A compound discovered and developed by a team of Georgetown Lombardi Comprehensive Cancer Center researchers that halts cancer in animals with Ewing sarcoma and prostate cancer appears to work against some forms of leukemia, too. The team's latest work, with Austrian colleagues and including this leukemia finding, was published online on October 8, 2015 in an open-access article in Oncotarget. The compound is YK-4-279, the first drug targeted at similar chromosomal translocations found in Ewing sarcoma, prostate cancer, and in some forms of leukemia.
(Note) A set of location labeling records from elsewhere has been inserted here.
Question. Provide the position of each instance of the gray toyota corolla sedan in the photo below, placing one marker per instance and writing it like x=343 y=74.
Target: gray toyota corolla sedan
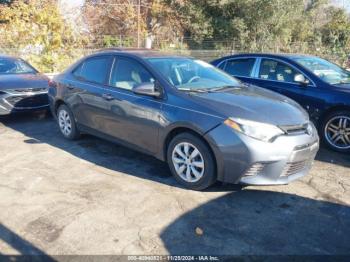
x=206 y=124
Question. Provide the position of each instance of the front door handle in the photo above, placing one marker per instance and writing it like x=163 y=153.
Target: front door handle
x=107 y=97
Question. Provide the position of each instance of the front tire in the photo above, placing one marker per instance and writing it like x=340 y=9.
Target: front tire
x=67 y=123
x=191 y=162
x=335 y=131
Translocations occur when two normal genes break off from a chromosome and fuse together in a new location. This fusion can produce new genes that code for proteins, which can then push cancer cells to become more aggressive and spread. One of those proteins is EWS-FLI1. YK-4-279 appears effective in controlling the cancer promoting functions of EWS-FLI1. The Oncotarget article is titled “YK-4-279 Effectively Antagonizes EWS-FLI1 Induced Leukemia in a Transgenic Mouse Model.” "EWS-FLI1 is already known to drive a rare, but deadly, bone cancer called Ewing sarcoma, which occurs predominantly in children, teens, and young adults," says Aykut Üren (photo), M.D., Professor of Molecular Oncology at Georgetown Lombardi. "It also appears to drive cancer cell growth in some prostate cancers." In this new study led by Dr. Üren and colleagues, mice with EWS-FLI1-driven leukemia were given injections of YK-4-279 five days per week for two weeks and compared with untreated mice. By the end of the first week, the mice receiving YK-4-279 had much lower numbers of leukemia cells.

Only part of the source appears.